Check out California Office of Tax Appeals decision In the Matter of Blair S. Bindley, OTA Case No. 18032402 (May 30, 2019). There, a nonresident sole proprietor performed all of his services outside of California. However, some of his customers were located in California. Is that enough for the poor guy to attract California tax liability? The California taxing authorities said he was operating a “unitary” business. Therefore, his tiny business was subject to California’s apportionment rules. The state’s Office of Tax Appeals said this case has precedential effect, so it is clear the Golden State can go after other non-Californians too.
Exactly what was poor Mr. Bindley’s tax offense in California? He is a self-employed screenplay writer living in Arizona. He performed services for a few companies headquartered and registered in California. The California Franchise Tax Board matched income records showing that he collected $40,000 of income from California companies. Not surprisingly, Bindley did not file a California tax return. That meant California’s statute of limitations would never start to run. That itself is a useful lesson. The statute of limitations is a reason that many non-residents of California file a return to report a small amount of California source income.
In Bindley’s case, the state noted that whether a nonresident is subject to California’s rules for apportioning income depends on : (1) whether the taxpayer is carrying on a trade or business within California, outside of California, or a combination thereof; (2) the type of entity conducting the business; and (3) whether the business is unitary. California ruled that Bindley’s screenwriting business was carried on inside and outside of California. He worked as a proprietor, and basically did the same kind of work for non-California and for California companies. That’s a useful lesson too. What exactly is unitary anyway?
California’s tough tax regulations only describe what is not a unitary business. California says that a business is not unitary where the part within the state is so separate and distinct from (and unconnected to) the part outside the state that the businesses are not a unitary business. Here, the Golden State said that this screenwriter ran a unitary operation. After all, the part conducted inside California and the part conducted outside the state were not separate and distinct so as to be separate businesses.

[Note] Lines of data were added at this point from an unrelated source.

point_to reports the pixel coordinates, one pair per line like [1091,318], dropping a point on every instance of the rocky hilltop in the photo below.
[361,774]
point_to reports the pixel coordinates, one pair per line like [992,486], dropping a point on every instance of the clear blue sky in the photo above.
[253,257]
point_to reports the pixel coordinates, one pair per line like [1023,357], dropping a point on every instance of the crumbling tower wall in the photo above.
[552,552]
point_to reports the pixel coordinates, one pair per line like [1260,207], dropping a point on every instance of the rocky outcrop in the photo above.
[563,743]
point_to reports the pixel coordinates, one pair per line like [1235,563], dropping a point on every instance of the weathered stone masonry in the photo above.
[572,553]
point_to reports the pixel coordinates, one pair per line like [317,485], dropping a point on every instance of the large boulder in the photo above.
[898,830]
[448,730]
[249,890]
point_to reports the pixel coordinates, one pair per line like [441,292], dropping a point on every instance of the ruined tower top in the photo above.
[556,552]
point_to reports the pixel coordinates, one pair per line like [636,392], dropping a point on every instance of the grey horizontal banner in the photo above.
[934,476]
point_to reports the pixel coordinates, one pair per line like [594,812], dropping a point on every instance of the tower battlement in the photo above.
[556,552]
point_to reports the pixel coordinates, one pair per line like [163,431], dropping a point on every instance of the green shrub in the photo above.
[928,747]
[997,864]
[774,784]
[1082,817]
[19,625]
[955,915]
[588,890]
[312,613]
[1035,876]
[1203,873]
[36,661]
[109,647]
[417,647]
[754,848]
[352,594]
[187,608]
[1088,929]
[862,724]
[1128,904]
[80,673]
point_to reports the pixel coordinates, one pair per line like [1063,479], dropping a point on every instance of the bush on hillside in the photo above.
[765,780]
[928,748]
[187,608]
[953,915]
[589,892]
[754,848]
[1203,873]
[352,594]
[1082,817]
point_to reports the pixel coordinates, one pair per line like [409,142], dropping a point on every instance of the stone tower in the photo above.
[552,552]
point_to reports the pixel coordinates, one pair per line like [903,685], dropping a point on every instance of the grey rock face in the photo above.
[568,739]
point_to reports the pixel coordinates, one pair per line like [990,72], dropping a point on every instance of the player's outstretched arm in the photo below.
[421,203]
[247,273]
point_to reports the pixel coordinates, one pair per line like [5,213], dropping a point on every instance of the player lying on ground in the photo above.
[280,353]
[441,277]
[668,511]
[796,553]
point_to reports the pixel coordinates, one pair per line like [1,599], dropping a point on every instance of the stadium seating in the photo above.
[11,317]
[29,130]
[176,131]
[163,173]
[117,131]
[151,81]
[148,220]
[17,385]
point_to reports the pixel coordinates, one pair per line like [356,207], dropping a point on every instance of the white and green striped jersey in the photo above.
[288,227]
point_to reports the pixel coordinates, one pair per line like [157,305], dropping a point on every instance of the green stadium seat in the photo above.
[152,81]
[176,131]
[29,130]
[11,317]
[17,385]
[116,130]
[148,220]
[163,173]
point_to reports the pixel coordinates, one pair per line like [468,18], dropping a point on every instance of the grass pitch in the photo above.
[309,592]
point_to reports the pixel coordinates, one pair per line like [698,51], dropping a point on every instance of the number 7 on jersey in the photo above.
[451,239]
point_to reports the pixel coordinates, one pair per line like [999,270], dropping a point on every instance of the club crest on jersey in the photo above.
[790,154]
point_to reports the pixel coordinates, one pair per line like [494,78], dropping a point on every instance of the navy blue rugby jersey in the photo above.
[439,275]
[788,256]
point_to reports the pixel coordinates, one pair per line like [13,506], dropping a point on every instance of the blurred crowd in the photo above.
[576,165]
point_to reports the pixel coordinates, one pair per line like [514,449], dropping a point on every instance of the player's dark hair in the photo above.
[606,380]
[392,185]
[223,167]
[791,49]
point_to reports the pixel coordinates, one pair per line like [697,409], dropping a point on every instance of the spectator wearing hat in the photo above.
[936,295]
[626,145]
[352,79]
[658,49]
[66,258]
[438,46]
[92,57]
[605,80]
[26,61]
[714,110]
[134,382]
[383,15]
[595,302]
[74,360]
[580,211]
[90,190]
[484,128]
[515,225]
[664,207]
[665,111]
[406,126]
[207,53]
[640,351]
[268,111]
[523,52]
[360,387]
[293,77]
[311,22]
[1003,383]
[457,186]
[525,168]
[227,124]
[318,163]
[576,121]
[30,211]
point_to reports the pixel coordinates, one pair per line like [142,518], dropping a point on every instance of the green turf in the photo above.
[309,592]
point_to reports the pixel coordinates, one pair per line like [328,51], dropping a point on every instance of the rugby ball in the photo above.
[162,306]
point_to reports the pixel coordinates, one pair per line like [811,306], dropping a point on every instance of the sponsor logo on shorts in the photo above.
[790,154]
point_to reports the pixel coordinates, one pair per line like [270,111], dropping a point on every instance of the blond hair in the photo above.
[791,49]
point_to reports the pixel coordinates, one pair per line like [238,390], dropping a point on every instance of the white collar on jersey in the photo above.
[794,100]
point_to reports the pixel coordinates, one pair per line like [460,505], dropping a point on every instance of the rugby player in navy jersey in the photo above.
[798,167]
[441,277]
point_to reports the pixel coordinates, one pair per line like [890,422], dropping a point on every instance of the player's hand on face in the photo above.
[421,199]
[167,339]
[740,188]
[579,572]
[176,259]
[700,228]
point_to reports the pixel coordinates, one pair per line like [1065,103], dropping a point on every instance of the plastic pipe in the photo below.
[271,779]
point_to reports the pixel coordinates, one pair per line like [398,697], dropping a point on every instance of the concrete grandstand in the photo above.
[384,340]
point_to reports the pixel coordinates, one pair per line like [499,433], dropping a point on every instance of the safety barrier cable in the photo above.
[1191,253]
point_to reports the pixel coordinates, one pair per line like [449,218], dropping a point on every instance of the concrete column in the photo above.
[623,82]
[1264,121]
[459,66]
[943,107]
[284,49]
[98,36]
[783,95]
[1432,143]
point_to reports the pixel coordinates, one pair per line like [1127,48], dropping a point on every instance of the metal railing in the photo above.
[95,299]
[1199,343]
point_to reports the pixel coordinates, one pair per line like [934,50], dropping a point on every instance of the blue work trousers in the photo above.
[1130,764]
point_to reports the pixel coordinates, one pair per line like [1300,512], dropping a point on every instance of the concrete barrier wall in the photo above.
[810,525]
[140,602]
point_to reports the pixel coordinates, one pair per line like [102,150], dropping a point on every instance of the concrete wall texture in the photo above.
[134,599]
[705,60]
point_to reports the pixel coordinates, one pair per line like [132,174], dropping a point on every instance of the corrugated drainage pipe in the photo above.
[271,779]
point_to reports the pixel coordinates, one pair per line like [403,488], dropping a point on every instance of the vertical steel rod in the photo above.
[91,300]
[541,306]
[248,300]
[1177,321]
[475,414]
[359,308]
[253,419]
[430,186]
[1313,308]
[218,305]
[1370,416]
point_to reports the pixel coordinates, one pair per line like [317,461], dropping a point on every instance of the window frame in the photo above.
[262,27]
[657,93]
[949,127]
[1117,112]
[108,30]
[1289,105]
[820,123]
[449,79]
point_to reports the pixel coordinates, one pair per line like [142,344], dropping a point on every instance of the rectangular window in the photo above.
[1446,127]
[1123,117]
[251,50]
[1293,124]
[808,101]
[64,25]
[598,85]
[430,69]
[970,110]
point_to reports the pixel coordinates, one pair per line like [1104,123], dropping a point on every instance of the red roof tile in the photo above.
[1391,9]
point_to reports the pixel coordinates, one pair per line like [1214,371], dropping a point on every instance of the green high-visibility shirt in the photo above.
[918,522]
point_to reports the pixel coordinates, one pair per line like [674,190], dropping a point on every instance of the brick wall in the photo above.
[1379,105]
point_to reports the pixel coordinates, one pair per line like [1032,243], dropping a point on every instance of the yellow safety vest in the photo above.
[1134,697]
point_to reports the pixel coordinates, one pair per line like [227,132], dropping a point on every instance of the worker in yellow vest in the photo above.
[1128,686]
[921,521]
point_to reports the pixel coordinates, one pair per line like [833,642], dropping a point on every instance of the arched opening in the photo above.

If your business is unitary, the income derived from services is sourced to the place where the benefit of the service is received. To determine the place where the benefit of the service is received, California law provides rules looking first to the contract. If the contract does not specify the location where the benefit is received, then California or the taxpayer can try to approximate the location where the benefit is received. For the companies located in California that paid the screenwriter, California said it was reasonable to conclude that the companies received the benefit of the services in California.
Does this screenwriter’s unfortunate tax flap mean other little business that happen to sell into in California could be fact tax troubles? Yes, it sure seems that way. California can now push even on sole proprietors who might have California customers. They might have to file California returns and pay California taxes. This is so even if all the services are performed outside of California, and even if the sole proprietor has no connection to California.